Turn to the Natural Resource Conservation Service (formerly the Soil Conservation Service). Most states have an office in each county, or you can check your local phone directory's federal government listings for the office in your state.

The Natural Resource Conservation Service publishes a Soil Survey of your area. This large book, free for the asking, maps each area and evaluates how specific soil types will perform under various building conditions. The survey rates the soil in numerous ways, but the categories most important to the potential land owner are the building, sanitary facilities (septic tanks and absorption fields), and water management tables.

Local conservation officers will visit the site and interpret the charts for free. But since their maps only examine the soil to about 60 inches deep, a clean bill from this inspection means it's time to contact a geotechnical civil engineer to conduct a more in-depth analysis.

Check the yellow pages under "engineer." If geotechnical, or soil, engineers aren't listed specifically, try the "consulting engineers" listing and ask if the company has a soil or geotechnical specialist on their staff.

Geotechnical civil engineers offer many commercial development services. The most common residential service is soil boring, or taking samples from several spots on the proposed building site.

The engineer extracts a sample that runs at least 5 to 20 feet below the house footings. A rule of thumb is to sample at least twice as deep below the footing as the footing is wide to ensure that the soil can support the foundation. Analyzing the type of soil from 20 feet deep helps predict possible settling and water problems.

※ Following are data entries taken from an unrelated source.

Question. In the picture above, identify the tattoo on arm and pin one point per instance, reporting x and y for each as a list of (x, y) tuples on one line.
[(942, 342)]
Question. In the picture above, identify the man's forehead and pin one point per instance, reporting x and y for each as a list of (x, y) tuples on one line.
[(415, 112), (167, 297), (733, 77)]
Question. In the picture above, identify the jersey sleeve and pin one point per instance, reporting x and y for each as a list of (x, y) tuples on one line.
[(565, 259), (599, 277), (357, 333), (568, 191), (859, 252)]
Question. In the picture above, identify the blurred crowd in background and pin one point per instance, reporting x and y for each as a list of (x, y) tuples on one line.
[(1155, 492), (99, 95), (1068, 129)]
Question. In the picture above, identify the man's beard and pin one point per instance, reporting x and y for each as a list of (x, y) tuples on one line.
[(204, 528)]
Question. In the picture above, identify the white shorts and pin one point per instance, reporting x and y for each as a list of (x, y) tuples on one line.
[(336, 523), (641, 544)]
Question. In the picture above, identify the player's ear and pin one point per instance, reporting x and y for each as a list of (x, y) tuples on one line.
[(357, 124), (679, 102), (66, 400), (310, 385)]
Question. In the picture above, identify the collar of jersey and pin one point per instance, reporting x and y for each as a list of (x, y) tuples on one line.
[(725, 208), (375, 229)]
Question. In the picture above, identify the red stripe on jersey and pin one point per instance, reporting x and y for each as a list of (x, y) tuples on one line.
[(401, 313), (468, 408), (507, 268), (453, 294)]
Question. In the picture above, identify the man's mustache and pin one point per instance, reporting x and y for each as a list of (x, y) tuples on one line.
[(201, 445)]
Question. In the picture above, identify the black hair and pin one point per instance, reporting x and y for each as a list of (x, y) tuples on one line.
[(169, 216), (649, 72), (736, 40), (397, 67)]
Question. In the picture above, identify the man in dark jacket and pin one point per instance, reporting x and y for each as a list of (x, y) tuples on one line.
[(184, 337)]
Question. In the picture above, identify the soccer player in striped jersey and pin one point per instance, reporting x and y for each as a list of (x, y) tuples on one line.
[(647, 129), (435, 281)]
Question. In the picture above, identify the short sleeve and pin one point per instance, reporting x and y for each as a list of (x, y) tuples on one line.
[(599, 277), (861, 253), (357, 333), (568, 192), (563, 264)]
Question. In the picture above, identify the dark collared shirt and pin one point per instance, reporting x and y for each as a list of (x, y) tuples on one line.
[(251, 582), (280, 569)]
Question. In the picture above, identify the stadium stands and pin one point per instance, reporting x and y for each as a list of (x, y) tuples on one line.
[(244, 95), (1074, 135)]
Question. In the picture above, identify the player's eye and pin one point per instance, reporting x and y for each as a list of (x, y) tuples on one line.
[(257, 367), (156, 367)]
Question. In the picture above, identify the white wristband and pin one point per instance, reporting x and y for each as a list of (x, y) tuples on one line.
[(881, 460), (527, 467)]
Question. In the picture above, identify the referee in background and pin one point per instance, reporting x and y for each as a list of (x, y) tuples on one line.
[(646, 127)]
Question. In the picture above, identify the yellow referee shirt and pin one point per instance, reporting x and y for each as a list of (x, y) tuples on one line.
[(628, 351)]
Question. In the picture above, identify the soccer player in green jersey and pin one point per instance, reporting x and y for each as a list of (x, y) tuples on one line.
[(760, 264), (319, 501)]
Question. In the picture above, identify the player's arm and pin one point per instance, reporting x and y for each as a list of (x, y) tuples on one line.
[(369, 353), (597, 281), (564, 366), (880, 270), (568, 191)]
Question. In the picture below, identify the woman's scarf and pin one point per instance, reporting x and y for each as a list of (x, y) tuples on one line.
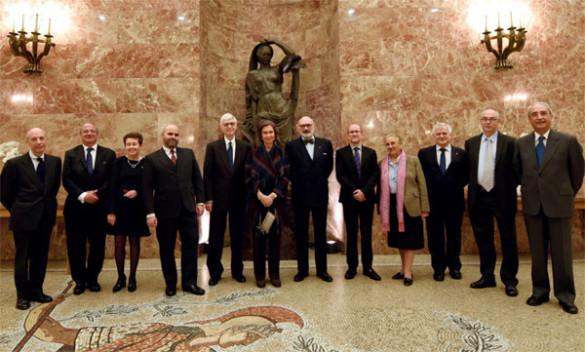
[(385, 196)]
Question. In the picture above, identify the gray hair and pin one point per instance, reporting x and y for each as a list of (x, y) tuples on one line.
[(494, 110), (540, 103), (442, 125), (227, 117)]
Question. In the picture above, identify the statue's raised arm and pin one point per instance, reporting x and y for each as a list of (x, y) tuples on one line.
[(264, 98)]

The testing and subsequent report for a residential property averages about $1,500 in most parts of the U.S. That may seem expensive, but sinking homes and backed-up septic tanks cost much more to repair.

Geotechnical engineers also offer a "phase one environmental assessment" that developers often use to satisfy their loan requirements. This report researches the land's environmental history by studying previous owners and previous uses. Any hint that your site once housed a chemical-related or toxin-handling commercial business, or the neighborhood dump, should prompt an environmental study.

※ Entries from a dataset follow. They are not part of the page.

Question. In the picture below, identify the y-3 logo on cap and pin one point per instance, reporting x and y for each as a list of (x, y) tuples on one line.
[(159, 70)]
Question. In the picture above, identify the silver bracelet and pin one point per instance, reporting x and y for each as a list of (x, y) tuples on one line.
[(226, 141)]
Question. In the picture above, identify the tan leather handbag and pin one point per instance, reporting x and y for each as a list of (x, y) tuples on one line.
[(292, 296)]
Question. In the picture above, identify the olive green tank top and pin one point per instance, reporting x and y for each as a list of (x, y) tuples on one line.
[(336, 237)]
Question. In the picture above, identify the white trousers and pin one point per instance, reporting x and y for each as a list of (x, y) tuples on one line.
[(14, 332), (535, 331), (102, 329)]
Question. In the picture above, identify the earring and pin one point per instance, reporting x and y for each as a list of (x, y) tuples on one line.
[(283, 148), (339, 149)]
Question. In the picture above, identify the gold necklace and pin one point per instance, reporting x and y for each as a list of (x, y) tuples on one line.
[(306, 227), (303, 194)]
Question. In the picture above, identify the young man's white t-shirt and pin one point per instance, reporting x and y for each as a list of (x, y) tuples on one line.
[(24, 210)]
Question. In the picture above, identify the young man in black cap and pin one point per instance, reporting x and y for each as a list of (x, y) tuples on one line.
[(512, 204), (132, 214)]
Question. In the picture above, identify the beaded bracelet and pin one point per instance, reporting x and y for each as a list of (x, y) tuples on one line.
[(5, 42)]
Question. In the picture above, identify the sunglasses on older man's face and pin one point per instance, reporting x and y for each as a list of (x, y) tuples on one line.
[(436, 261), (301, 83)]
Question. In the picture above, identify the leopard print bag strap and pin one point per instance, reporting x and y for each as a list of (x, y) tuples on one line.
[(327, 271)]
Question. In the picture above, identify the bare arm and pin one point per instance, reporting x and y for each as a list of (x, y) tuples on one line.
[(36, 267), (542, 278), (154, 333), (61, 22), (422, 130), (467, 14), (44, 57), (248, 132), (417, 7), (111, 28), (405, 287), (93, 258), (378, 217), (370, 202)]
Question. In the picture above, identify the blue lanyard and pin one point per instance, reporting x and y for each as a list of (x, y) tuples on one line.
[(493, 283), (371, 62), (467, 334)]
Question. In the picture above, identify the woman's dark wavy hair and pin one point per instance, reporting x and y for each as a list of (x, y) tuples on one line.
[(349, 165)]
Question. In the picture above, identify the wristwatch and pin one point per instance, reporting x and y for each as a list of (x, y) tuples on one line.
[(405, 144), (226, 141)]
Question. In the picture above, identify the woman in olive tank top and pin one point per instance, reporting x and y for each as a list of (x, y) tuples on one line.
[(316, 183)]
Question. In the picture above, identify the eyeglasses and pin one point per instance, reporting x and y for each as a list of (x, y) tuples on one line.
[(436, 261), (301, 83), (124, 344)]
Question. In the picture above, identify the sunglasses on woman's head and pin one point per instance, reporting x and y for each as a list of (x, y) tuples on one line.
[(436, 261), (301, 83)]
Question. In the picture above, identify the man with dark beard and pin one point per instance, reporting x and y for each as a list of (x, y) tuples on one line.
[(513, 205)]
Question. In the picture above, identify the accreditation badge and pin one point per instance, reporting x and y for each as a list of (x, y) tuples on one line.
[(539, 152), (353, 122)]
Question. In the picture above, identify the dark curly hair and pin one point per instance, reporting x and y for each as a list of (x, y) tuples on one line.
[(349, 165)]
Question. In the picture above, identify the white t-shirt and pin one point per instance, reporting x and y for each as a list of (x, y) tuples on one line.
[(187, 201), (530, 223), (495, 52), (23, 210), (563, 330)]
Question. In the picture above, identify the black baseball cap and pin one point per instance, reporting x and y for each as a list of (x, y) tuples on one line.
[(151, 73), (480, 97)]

From finding a more suitable site, to blasting out several layers of bedrock, solutions will often hinge on striking a balance between what you want and what you can afford. Targeting and studying the problem before you build helps avoid an unexpected crisis and unnecessary financial burden once it's too late to halt construction. It also shifts your role from victim of the problem to manager of the solution.

Who Else Can Help?

Here are still more sources for information on the soil, history, and previous use of a proposed building site.

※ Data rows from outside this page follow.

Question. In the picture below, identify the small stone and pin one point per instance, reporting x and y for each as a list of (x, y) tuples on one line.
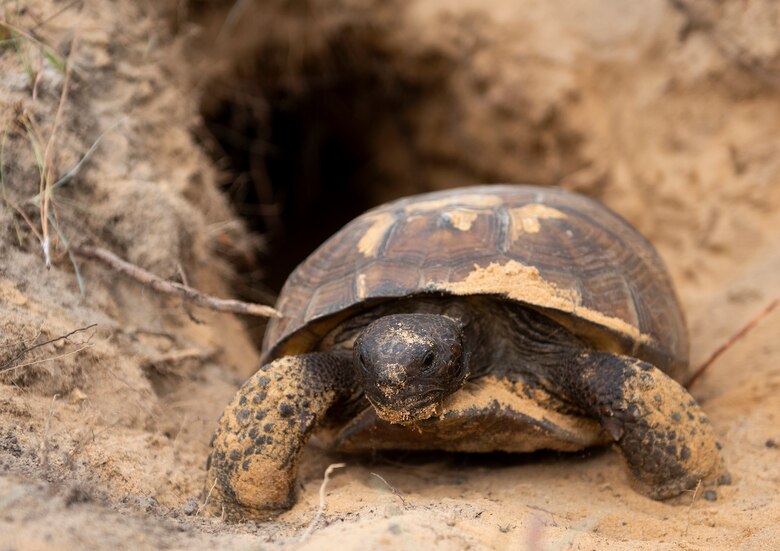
[(191, 507)]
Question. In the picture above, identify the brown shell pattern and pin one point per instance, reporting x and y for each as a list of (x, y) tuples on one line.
[(563, 253)]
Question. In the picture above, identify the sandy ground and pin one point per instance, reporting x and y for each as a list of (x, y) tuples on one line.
[(669, 112)]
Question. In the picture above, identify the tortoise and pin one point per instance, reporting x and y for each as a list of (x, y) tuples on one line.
[(490, 318)]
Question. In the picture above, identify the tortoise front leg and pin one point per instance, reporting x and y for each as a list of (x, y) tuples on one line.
[(253, 463), (661, 431)]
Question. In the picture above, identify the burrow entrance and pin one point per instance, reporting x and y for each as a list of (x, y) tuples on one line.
[(303, 149)]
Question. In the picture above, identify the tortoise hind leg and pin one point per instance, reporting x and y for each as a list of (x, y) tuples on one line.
[(661, 431), (253, 463)]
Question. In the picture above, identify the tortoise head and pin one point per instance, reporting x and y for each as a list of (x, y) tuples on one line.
[(408, 364)]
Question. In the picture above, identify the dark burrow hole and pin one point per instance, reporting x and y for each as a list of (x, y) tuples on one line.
[(300, 156)]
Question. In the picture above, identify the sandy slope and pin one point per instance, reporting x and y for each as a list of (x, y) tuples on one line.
[(668, 114)]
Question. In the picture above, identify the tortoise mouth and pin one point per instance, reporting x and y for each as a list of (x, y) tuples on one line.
[(406, 412)]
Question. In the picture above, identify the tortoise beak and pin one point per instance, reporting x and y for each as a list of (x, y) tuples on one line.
[(410, 411)]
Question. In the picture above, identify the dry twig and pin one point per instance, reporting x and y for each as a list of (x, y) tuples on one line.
[(8, 366), (47, 174), (391, 488), (172, 288), (734, 338), (313, 524)]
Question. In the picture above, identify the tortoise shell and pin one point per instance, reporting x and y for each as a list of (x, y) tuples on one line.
[(561, 253)]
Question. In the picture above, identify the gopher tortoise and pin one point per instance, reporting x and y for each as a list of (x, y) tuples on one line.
[(505, 317)]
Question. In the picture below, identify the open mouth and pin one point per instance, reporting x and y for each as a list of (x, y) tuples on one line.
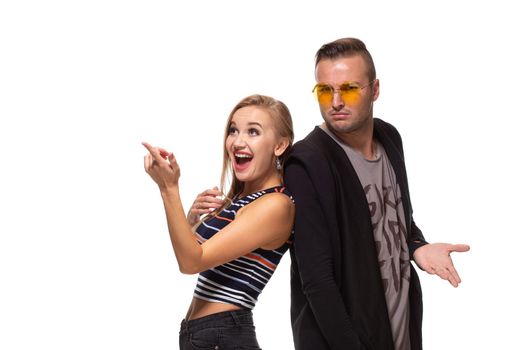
[(242, 159)]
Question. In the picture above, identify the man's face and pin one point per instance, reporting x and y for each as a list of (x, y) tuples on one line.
[(345, 93)]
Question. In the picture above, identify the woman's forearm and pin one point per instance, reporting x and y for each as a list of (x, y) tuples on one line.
[(187, 250)]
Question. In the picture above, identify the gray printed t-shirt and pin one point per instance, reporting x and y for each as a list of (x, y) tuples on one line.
[(388, 221)]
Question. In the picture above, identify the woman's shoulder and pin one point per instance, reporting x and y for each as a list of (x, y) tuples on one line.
[(274, 203)]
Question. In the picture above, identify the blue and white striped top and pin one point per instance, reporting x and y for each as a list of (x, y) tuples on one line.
[(240, 281)]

- The nearest city engineer and building inspector. Their tenure generally indicates how much they know about the areas surrounding the city.
- Sanborn maps, probably available at the local library. Fire departments and insurance companies rely on Sanborn maps to indicate where companies store chemicals. Older maps can often indicate if a building that housed chemicals once occupied a specific site, possibly contaminating the land.
- City directories indexed by address. Back issues may be especially helpful.
- Geography instructors from local schools and state universities. Local landscapes are often their classroom projects and they know them well.